A state law passed in May allows districts to convert the class time to professional-development days for teachers still struggling with the Profile of Learning, the state's graduation standard.
But the three days are the classroom days that were tacked onto the school year three years ago by a Legislature seeking to prevent students from slipping academically.
In addition, some of the districts cutting back on classroom days now also are cutting back on their Profile requirements, another option allowed by this year's Legislature.
The Hastings School District, which has reduced the number of required Profile standards from 24 to none, is taking two staff development days. Rosemount-Apple Valley-Eagan, which is requiring just four standards, will take all three days.
Parents who just learned of the schedule changes could find themselves trying to figure out where to send their kids on their additional days off.
But the class-for-staff-time deal has won acclaim from state education groups and from district officials who objected to the extra three classroom days in the first place, and to what they saw as the rushed implementation of the Profile.
"(Districts) were building this plane as it was going down the runway," Sandra Peterson, co-president of Education Minnesota, the state's teachers union, said last week of the Profile.
The Profile is a counterpart of the state's basic-skills tests, requiring students and teachers to shift from lectures and textbook lessons to projects emphasizing practical skills and teamwork.

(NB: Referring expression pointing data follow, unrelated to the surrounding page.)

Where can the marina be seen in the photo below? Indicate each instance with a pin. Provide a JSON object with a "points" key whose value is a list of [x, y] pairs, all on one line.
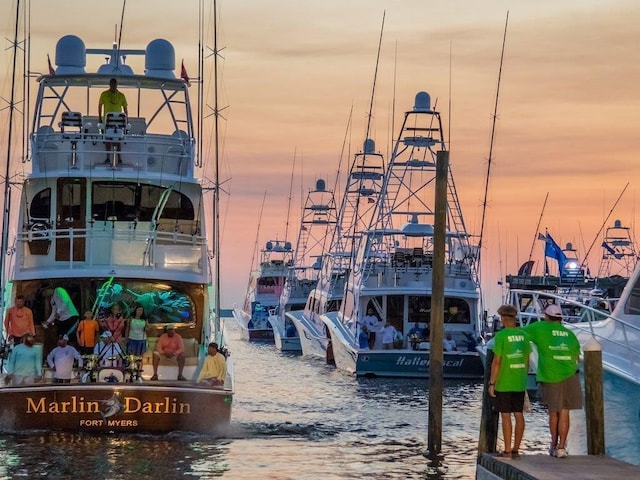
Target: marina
{"points": [[111, 220], [127, 226]]}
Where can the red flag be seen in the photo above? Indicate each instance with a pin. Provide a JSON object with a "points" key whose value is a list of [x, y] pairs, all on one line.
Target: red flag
{"points": [[51, 69], [184, 75]]}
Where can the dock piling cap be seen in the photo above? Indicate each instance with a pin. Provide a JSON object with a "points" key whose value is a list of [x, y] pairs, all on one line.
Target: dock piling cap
{"points": [[592, 345]]}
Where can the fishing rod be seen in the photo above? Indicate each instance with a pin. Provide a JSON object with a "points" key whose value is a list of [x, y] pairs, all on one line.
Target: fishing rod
{"points": [[4, 245], [124, 6], [290, 198], [490, 158], [584, 261]]}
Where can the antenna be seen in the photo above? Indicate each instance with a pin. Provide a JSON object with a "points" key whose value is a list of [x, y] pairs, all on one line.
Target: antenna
{"points": [[489, 160], [7, 185], [536, 233], [293, 169]]}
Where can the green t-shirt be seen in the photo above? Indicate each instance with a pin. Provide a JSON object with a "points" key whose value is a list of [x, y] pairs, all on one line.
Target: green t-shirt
{"points": [[558, 350], [513, 347]]}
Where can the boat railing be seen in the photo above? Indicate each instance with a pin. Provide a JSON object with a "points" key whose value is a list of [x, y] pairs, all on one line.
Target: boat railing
{"points": [[619, 338], [87, 150], [112, 244]]}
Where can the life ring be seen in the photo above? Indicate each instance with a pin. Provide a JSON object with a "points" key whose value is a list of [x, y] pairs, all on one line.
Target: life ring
{"points": [[39, 230]]}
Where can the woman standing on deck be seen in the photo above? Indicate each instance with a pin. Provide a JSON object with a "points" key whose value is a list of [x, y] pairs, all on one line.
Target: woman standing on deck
{"points": [[136, 332], [508, 382], [115, 323]]}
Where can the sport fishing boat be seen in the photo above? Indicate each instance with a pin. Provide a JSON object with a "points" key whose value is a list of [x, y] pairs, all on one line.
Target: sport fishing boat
{"points": [[391, 275], [113, 213], [266, 285], [357, 206], [317, 225]]}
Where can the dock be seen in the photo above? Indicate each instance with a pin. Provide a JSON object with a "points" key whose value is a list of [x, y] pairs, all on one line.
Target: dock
{"points": [[545, 467]]}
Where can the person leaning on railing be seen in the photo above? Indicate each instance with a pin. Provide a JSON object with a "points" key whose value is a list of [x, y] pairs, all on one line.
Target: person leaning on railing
{"points": [[214, 369]]}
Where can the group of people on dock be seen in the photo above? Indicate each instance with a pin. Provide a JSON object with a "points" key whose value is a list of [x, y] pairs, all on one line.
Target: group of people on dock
{"points": [[557, 376], [110, 342]]}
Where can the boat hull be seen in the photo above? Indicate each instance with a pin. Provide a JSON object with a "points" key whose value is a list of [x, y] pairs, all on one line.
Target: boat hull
{"points": [[153, 408], [311, 345], [405, 363], [415, 364], [259, 335], [288, 344]]}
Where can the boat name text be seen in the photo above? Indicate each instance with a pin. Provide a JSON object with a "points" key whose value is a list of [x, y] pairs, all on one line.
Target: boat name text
{"points": [[130, 405]]}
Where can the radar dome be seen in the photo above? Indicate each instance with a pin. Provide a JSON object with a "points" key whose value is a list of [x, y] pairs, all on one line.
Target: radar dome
{"points": [[71, 55], [160, 59], [423, 102], [369, 146]]}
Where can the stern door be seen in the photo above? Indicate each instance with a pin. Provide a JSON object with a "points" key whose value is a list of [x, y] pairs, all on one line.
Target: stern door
{"points": [[71, 219]]}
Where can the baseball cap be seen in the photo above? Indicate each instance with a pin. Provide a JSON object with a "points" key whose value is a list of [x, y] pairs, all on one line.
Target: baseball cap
{"points": [[553, 311]]}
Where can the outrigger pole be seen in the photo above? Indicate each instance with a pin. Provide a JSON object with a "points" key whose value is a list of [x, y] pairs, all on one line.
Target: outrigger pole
{"points": [[4, 246]]}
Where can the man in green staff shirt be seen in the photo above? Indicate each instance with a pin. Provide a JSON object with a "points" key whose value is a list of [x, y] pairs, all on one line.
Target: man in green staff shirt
{"points": [[508, 382], [557, 374]]}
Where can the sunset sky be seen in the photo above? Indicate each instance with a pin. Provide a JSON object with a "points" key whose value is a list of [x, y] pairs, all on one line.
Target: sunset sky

Officials of 10 school districts contacted last week bemoaned the loss of student days. Each district, however, made the deal.
This year, during deliberations to amend the Profile, legislators agreed to let districts phase it in and offered the three classroom days for professional development. In addition, at the urging of Sen. Larry Pogemiller, DFL-Minneapolis, the Legislature approved $39 per student in additional teacher-training funds.
The late legislative action led many districts to revise schedules after the 1999-2000 school year ended. Bloomington traded in three instructional days; its new calendar was mailed to parents three weeks ago. Rosemount-Apple Valley-Eagan schools sent news of its changes last week.
Minneapolis schools will convert 2 1/2 classroom days to professional-development use this year. Eric Schneider, high school coordinator in the district's Office of Teacher and Instructional Services, said that while it may be considered "counterintuitive" to reduce student contact and yet expect students to thrive under the Profile, he believed that teacher training was essential.
In the town of Hawley, about 20 miles east of Moorhead, where about 65 teachers serve a K-12 system with about 925 students, teachers plan to use the development days to review how Profile tasks are blended into the curriculum, Hawley High School Principal Mike Martin said. The new funds provided by the Legislature will help pay teachers to write curricula after hours, he added.
One of the Hawley staff development days will be Monday, Oct. 23, following the annual state teachers' convention.